Ljunggren et al. (1995) screened the entire adhalin coding sequence in muscle biopsy specimens from 30 muscular dystrophy patients, finding a compound heterozygosity only in a single African American girl with childhood onset muscular dystrophy. The authors concluded that primary adhalin deficiency in patients with muscular dystrophy but normal dystrophin is relatively infrequent in North America.

Animal Model

Sampaolesi et al. (2003) reported success in treating Sgca-null mice, a model for LGMD2D, with wildtype mesoangioblasts, a class of vessel-associated stem cells that differentiate into mesodermal cell types. After intraarterial delivery, the mesoangioblasts diffused from the arterial tree into skeletal muscle, where they were incorporated into muscle fibers and restored expression of the adhalin protein. Treated mice exhibited correction of the dystrophic phenotype, both morphologically and functionally. Sampaolesi et al. (2003) also showed that mesoangioblasts isolated from juvenile Sgca-null mice and transduced with a lentiviral vector expressing SGCA reconstituted skeletal muscle similar to that seen in wildtype mice.

Imamura et al. (2005) established several transgenic mouse lines that overexpressed Sgce (604149) in skeletal muscle. Overexpression in normal mice resulted in substitution of Sgce for Sgca in the sarcoglycan complex of skeletal muscle without any obvious abnormalities. Mice overexpressing Sgce were crossed with Sgca-deficient mice, and Sgca-deficient mice overexpressing Sgce exhibited no skeletal muscle cell membrane damage or abnormal contraction. Imamura et al. (2005) suggested that overexpression of SGCE may represent a therapeutic strategy for treatment of LGMD2D.

Gargioli et al. (2008) found that intramuscular injection of 12-month-old Sgca-null mice with tendon fibroblasts containing an angiogenic factor (PGF; 601121) and a metalloproteinase (MMP9; 120361) resulted in generation of a vascular network and decreased collagen deposition. Intramuscular injection ameliorated subsequent intraarterial cell delivery of Sgca-expressing mesoangioblasts. Mice treated with both Pgf and Mmp9 showed restoration of regenerating muscle fibers reaching 60 to 70% of the numbers observed in wildtype mice.

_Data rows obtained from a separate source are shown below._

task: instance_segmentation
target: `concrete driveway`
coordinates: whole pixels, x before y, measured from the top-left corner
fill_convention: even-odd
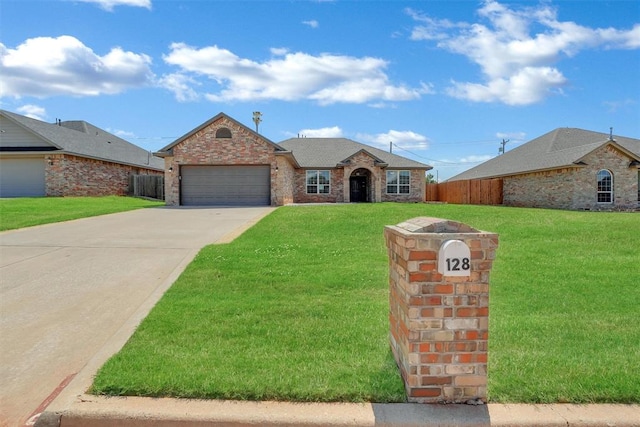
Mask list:
[[[140,209],[0,233],[0,425],[28,425],[203,246],[272,210]]]

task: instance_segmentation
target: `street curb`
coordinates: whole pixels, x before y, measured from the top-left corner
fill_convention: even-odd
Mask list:
[[[640,405],[237,402],[80,395],[36,427],[638,427]]]
[[[80,396],[68,409],[44,415],[36,427],[370,427],[488,426],[486,406],[236,402]],[[60,424],[57,422],[60,421]],[[51,423],[53,422],[53,424]]]

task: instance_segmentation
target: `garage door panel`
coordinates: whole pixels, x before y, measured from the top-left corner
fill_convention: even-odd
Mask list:
[[[45,195],[44,159],[0,159],[0,197]]]
[[[182,166],[181,204],[258,206],[271,204],[271,167]]]

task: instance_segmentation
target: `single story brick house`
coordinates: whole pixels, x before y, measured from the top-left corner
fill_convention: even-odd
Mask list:
[[[154,154],[168,205],[422,202],[431,169],[346,138],[276,144],[224,113]]]
[[[162,175],[150,152],[85,121],[0,110],[0,197],[126,195],[129,175]]]
[[[640,206],[640,140],[558,128],[448,181],[503,179],[503,204],[570,210]]]

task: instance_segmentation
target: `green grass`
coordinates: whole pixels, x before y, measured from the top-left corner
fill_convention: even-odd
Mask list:
[[[416,216],[500,234],[491,401],[640,402],[638,214],[426,204],[280,208],[203,249],[92,392],[403,401],[383,227]]]
[[[163,202],[119,196],[0,199],[0,231],[163,204]]]

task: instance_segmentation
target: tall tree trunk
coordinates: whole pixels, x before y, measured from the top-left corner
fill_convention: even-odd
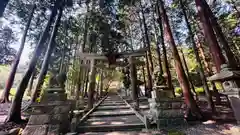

By adeno-associated virus type 1 (AAV1)-mediated delivery of human SGCA to skeletal muscle fibers of Sgca-null mice, Rodino-Klapac et al. (2008) observed sustained SGCA expression for up to 12 weeks without evidence of cytotoxicity and restored expression of the dystrophin-glycoprotein complex. Quantified analysis by fiber counts yielded 60 to 70% successful myofiber transduction for 2 muscle creatine kinase (CKM; 123310) promoters and 34% fiber transduction with a desmin (DES; 125660) promoter.